Because the belief is shifted or there is a SUDs level drop. After about 15 minutes of tapping on what came up around this she felt much better. Suddenly it wasn’t an issue at all and she had no intensity around being frustrated or humiliated about her inability to heal her emotional eating, or feeling like a failure because of it. At this point in the session she became aware of being extremely sad because of her sister’s problems with obesity and possibly dying from cancer.
She hadn’t been aware of just how much this was affecting her until now.
The sadness was extreme and it brought up her fears of losing her sister in the same way that she lost her mother years earlier to cancer. Though it may sound obvious that an extremely painful emotion would be the cause of binge eating, or underlying the need to binge, I find that so many have no idea what the cause is! It just happens automatically and the actual feeling is suppressed, even when it seems obvious to us later! It is a powerfully intelligent defense mechanism that got created often when we needed it most, often when we were very young.
We began tapping:
Side of the hand, three times:
“Even though I’m afraid of losing my sister like I lost mom… I choose to love and accept all of my feelings now.”
Inner eye:
“I don’t want to lose my sister.”
Outer eye:
“I can’t lose my sister too.”
Under eye/Chin crease/Collar bone:
“I don’t want to lose her.”
Side of body/Top of the head.
We tapped on this specific issue for several rounds, going back to the side of the hand a few times too for the remaining fear of losing her sister until it was almost zero in SUDs level. There were many other aspects to her grief and this loss that we spent at least 15 to 20 minutes tapping on with the main focus just being on how terrible this loss was for her and how she thought she could not handle the pain of it.

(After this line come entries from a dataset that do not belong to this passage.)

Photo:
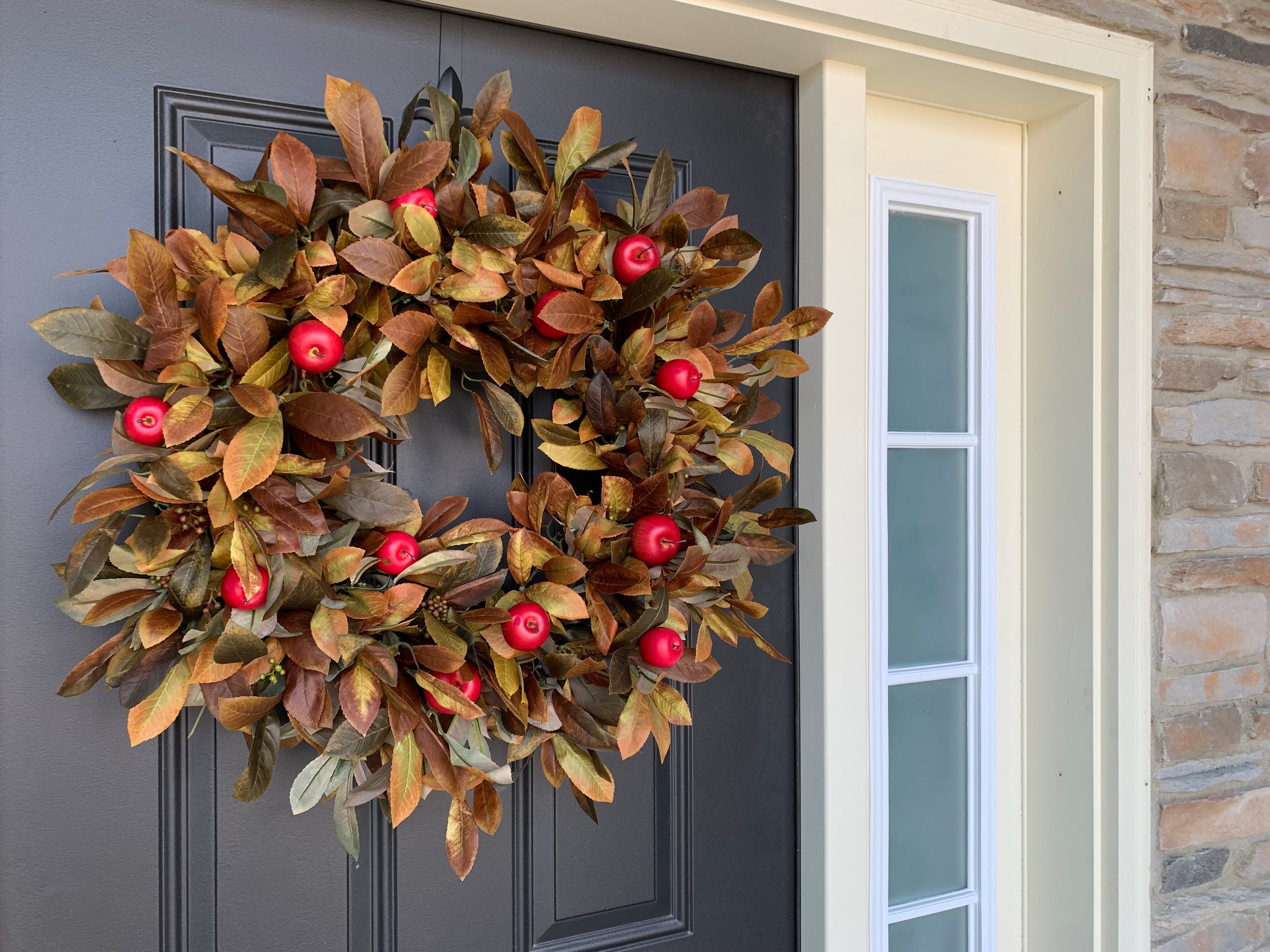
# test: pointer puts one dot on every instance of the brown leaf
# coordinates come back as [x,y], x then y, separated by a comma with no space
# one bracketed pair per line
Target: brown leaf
[572,313]
[356,117]
[246,337]
[461,837]
[376,258]
[238,712]
[305,696]
[187,418]
[416,168]
[153,280]
[105,502]
[438,752]
[296,172]
[257,400]
[487,808]
[491,433]
[273,218]
[409,331]
[331,417]
[153,717]
[402,386]
[88,672]
[277,497]
[768,305]
[360,696]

After this session ALL of her sadness and grief diminished to the point where it just didn’t exist in her daily life anymore and she had stopped bingeing entirely over this issue. Four weeks out, still no grief or bingeing over it where it had been her daily experience for a several weeks prior. I believe that this was an example of unexpressed stored grief over the loss of her mother being triggered by this new experience with her sister.
Identifying and releasing this hidden stored grief was of tremendous help to her in stopping bingeing.